The approach involves a lineage counter of records coming from each input channel and a counter of output records.

Note that the approach generalises to multiple downstream operators because the order of records appearing in each input channel is fixed by the guarantee of FIFO channels and we can reconstruct the order of records sent to multiple downstream operators by using the output record counter.

Approach 4: Causal Logging

As we have seen in other approaches, the main issue tends to be that the recovering operator must be able to reach an equivalent state as before failure.

Some operator functions are more or less sensitive to order of processing of records. Some operators are completely insensitive to order (e.g. stateless ops, windows), while others can reach the same state as pre-failure by processing the same set of messages, even if in a different order (e.g. rolling sum), we will call these convergent-capable. Finally, there is a large set of operator functions that are highly sensitive to processing order, and may diverge in state if even one message is processed in a different order (e.g. most UDFs).

Operator types:

  • Order insensitive: stateless operators, joins with no timeout, event-time windows
  • Order sensitive:
    • Convergent-capable: rolling aggregates
    • Divergent: Operators with timeouts, service-like operators (causal links between records)

This hierarchy of operator function types is very similar to Stonebrakers thinking in his high-availability work, shown in figure below.
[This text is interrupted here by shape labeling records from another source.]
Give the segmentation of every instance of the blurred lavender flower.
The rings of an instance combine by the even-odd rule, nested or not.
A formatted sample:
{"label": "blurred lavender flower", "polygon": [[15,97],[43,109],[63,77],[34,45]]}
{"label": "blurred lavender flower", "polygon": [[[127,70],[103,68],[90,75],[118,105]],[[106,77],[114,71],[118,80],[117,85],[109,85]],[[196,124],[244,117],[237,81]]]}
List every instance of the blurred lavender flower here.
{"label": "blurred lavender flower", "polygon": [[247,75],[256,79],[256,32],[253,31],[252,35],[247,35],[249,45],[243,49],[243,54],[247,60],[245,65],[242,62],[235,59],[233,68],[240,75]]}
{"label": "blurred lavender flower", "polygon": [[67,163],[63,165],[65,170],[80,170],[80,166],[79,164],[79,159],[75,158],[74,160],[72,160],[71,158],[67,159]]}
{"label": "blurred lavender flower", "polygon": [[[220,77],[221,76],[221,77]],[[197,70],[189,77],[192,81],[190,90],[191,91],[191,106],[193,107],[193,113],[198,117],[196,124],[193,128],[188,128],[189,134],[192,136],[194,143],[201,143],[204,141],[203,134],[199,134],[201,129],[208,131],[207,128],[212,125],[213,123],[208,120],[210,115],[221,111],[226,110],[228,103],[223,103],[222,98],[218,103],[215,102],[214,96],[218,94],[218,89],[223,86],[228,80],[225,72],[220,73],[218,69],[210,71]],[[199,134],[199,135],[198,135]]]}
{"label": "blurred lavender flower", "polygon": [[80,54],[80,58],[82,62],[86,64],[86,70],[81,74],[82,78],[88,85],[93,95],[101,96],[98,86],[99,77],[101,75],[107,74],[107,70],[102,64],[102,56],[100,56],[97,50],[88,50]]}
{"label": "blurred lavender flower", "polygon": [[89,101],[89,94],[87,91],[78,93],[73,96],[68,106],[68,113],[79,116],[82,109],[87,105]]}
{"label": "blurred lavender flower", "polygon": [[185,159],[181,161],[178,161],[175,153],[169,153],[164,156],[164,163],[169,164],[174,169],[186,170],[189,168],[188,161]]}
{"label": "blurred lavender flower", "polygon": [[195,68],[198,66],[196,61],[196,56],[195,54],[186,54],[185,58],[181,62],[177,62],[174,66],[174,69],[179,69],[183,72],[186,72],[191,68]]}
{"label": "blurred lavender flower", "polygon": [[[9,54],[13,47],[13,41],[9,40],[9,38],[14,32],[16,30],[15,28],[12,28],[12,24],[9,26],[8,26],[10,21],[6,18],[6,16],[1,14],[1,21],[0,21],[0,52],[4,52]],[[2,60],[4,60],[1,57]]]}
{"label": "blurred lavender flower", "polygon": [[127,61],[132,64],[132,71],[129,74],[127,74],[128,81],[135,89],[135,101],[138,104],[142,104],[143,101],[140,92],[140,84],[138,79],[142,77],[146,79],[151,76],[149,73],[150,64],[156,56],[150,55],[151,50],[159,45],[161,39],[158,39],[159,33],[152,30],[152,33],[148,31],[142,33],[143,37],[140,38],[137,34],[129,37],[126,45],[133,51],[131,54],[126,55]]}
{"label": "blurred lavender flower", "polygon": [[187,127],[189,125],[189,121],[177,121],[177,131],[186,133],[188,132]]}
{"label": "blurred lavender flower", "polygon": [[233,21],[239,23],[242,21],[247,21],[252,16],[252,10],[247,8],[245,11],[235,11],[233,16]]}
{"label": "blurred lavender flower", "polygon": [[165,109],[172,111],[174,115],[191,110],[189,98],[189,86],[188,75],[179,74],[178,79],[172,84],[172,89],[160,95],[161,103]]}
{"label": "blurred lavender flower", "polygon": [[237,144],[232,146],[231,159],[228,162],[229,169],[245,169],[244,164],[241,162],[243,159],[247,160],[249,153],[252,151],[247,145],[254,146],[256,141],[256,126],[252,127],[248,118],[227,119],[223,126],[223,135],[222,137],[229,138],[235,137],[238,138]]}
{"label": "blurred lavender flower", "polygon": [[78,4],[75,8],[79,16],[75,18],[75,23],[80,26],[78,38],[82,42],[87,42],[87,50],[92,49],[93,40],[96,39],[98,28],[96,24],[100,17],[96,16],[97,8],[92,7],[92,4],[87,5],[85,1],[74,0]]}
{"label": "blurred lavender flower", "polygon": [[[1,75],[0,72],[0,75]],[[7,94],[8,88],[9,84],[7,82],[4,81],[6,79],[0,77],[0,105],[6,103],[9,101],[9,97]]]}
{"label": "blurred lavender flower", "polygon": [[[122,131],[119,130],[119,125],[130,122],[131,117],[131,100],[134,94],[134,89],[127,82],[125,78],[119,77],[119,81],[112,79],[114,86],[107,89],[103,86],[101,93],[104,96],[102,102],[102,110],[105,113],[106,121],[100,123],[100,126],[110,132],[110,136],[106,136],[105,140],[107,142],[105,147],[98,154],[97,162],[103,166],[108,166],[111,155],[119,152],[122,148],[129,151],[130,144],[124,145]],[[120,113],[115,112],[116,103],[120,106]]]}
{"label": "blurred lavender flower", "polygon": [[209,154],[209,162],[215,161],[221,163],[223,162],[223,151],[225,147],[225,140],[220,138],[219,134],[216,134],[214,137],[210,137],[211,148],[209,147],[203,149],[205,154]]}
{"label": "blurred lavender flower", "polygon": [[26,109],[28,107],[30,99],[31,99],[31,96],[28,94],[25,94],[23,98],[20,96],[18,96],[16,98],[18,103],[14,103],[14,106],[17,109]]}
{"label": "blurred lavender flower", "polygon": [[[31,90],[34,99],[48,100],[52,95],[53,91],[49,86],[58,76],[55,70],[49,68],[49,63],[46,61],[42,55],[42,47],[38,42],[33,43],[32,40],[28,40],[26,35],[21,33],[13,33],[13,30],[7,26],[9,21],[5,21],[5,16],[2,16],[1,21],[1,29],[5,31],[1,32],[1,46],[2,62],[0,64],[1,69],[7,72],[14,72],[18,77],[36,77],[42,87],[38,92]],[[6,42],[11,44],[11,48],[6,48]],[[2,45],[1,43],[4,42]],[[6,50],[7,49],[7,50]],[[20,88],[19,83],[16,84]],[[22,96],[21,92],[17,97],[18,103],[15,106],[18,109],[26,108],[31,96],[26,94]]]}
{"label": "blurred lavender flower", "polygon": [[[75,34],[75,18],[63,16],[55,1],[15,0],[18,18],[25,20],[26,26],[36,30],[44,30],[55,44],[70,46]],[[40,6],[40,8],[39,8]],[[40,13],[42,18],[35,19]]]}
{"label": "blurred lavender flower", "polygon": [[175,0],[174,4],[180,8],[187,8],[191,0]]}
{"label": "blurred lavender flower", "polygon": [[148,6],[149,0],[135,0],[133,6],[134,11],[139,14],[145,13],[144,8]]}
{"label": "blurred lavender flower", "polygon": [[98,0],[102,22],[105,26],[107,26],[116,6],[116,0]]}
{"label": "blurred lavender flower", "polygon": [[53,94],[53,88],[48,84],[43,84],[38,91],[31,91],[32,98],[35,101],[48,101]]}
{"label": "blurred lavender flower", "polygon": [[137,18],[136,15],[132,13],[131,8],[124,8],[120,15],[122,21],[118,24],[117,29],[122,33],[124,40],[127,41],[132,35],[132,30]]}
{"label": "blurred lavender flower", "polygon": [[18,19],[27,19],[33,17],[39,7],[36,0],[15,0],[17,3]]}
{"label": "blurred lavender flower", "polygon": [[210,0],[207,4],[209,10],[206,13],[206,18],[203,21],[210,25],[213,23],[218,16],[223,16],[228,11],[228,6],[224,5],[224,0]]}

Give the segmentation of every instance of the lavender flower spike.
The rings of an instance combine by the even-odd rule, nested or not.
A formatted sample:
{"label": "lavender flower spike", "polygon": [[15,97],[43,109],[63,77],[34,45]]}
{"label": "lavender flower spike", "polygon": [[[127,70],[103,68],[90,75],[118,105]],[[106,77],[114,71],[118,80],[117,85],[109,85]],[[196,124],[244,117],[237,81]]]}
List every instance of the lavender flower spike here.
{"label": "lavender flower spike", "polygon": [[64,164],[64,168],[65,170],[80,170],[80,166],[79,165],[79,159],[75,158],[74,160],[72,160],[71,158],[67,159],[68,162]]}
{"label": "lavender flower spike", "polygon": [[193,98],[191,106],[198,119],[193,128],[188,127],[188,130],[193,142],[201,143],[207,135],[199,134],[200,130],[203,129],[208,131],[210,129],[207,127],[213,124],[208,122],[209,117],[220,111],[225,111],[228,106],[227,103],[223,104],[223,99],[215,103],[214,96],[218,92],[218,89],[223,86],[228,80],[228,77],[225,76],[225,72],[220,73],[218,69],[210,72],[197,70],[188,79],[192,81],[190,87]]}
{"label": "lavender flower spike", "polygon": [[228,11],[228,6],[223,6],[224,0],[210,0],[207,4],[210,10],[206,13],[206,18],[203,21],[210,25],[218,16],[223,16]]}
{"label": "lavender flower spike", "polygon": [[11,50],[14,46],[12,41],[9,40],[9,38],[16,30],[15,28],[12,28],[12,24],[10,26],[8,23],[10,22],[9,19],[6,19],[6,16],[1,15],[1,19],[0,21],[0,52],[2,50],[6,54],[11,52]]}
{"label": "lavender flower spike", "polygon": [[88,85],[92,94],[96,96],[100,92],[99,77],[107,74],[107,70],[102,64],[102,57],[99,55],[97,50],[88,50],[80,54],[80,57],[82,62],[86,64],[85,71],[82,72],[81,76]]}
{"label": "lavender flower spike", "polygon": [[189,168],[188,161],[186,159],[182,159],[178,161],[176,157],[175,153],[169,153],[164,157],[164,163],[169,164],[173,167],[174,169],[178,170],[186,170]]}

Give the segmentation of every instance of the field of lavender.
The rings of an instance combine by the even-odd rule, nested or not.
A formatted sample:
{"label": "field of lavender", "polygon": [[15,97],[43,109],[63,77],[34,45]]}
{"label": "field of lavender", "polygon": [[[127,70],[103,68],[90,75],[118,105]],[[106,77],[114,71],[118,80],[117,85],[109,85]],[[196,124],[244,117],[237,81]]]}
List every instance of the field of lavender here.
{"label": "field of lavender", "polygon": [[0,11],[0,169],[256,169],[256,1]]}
In the figure below, the allowed recovery paths for each of these is shown. The green path is the path taken before failure. The yellow paths are the ones allowed by convergent-capable operators. All paths are allowed by order insensitive operators and finally only the green path is allowed for divergent ones.

Causal logging helps to recover even these most sensitive operators, as for any operator O, it records downstream of O the order in which O receives messages. To support an arbitrary number of failures, this information must be propagated to all downstream operators. This information is recorded downstream by piggybacking the order information on normal records.

A quick video visualization of how this happens.

Operators must keep an order log for each upstream operator, clearing this information whenever a checkpoint completes. Each operator must also record, for each of these order logs, how far in the log downstream operators are, to avoid sending repeated information. In other words, whenever a message is sent to a downstream operator, only the deltas ( the new order information) added to each log are sent.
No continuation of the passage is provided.